Asian Americans are a rapidly growing population in the U.S., representing close to 20 million people, with 46 percent growth rate from 2000 to 2010, according to the U.S. Census. Despite this growth and rise in chronic diseases, health practice research among Asian American populations is still largely limited due to its diversity of subgroups and the lack of public attention and resources.
Current global trends in the diabetes epidemic suggest that Southeastern Asian populations are especially vulnerable to diabetes. In 2011, scientists anticipated that diabetes prevalence in Asians in America would increase 103% percent with 111 percent increase in cost to a staggering $27.4 billion by 2025. Moreover, compared to Chinese living in Asia, Chinese living in the U.S. also have higher rates of other associated conditions like hypertension, hypercholesterolemia, and cardiovascular diseases (CVD). Recent data on the prevalence of type 2 diabetes in Chinese Americans have shown increased susceptibility to disease with low obesity prevalence compared to the non-Hispanic white population in the U.S. Responding to the alarming prevalence of diabetes in Asian populations may require some new tools in the public health toolbox.
To understand immigrant chronic disease management in the U.S, we need to acknowledge that the process of acculturation to the U.S. environment plays a significant role, in terms of dietary readjustment and exposure and adoption of multiple medical systems.
Anthropology can help us better understand the meaning people attribute to their illness and wellbeing, and medical anthropology delivers a way to examine the cross-cultural interpretation and understanding of healthcare in the United States.
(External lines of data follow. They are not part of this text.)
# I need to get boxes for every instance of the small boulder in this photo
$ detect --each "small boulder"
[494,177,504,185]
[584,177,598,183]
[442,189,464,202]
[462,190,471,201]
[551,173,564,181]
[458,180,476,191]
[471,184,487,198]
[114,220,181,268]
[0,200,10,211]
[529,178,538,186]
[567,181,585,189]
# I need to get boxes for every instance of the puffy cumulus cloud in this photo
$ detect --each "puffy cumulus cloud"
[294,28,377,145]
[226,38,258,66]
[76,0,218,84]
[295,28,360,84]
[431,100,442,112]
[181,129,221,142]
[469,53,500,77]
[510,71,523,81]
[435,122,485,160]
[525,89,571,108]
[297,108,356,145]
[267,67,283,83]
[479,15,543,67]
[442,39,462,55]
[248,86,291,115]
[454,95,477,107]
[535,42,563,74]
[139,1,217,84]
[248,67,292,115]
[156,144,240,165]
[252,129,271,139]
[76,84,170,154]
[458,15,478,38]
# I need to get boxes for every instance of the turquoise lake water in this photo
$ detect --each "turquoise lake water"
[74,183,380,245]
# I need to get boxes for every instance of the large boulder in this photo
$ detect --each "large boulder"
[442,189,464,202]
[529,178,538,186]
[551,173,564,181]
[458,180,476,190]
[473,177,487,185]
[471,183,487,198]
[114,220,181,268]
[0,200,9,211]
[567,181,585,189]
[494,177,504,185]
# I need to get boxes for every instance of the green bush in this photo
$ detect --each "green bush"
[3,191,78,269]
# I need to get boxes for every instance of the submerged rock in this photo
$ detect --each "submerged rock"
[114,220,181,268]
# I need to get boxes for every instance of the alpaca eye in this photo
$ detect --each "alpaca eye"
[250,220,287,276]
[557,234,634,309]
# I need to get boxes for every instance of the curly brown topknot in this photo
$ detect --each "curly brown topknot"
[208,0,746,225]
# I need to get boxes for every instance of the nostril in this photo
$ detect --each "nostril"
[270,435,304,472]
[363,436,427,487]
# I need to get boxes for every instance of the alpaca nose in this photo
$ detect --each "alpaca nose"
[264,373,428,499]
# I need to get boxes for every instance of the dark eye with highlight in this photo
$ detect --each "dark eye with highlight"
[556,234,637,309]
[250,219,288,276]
For example, medical acculturation is a particularly relevant issue in recently arrived immigrants as they begin to face challenges in gaining healthcare resources, and start to evaluate and incorporate different medical systems that exist in the U.S society to fit their cultural and financial interests. Studies have even shown that the process of acculturation itself can potentially compromise health outcome and disease management in immigrants.
Therefore, how should health science researchers respond to the negative impacts of acculturation, and effectively contain a diabetes epidemic in Asian populations?
In public health research today, we commonly see practitioners referring to communities by their rates of various diseases or addressing individuals by their particular level of risk factors for diseases. Anthropologists describe these numerical data and views on disease prevalence and causality as an etic perspective, which emphasizes what the observer considers important, as opposed to the view of the group they are observing.
This perspective is an important part of understanding disease. But, can we really understand the needs of immigrants without learning from their perspective?
To unravel the complexity of immigrant healthcare, we may benefit from the use of medical anthropology approaches, or the study of the way in which culture and society are organized or influenced by issues of health. An ethnographic approach assessing individual condition and experience would give us a better vantage point to explore how cross-cultural understanding and interpretation of causes, nature, and effects of illness may influence one’s health outcome.
Here, an emic narrative of the immigrant experience or the perspective of “the observed” would give us access to their internal interpretation of illness, and firsthand knowledge on the needs of the community.
Understanding obstacles faced by immigrants from their perspective can help us reframe the guidelines and interventions pertinent to chronic diseases. In type 2 diabetes management, how do we make appropriate dietary recommendations like restricting rice intake to a population that has historic, symbolic, and ritualized inclusion of rice in their daily diets? The recommendation itself—reduction in rice intake—can be particularly distressing.
For example, how do we provide acceptable food substitutions to families that may eat communally? Perhaps, consuming brown rice instead of traditional white rice could serve as an acceptable middle ground for both physician and patient, and have more practical outcome than cutting rice intake altogether.
As we begin to uncover the patients’ experience and expectations around diabetes, we will begin to see what they consider to be integral in managing illness, their problem resolution strategies, and their treatment goals. In the process, we may also gain shared credibility from immigrants and practitioners necessary to devise a mutually acceptable plan for treatment. In doing so, we could also see enhancement in patient-provider relationship, which is arguably a crucial step in setting immigrant healthcare in the U.S. on the right track.
The aim of using anthropological tools in public health research is not simply to describe a particular cultural problem, but to provide sensible guidelines, recommendations, and cultural insights to clinicians, public health workers, and dietitians when working with culturally complex diseases like diabetes.
Incorporating ethnographic fieldwork would provide insights into practical disease management from the previously underexplored Asian immigrant perspective, giving tangible prevention methods that can be understood within a cultural context. By adding social science to the toolbox, we may be soon on the path to answering the needs of increasing public demand in immigrant healthcare—Asian or otherwise.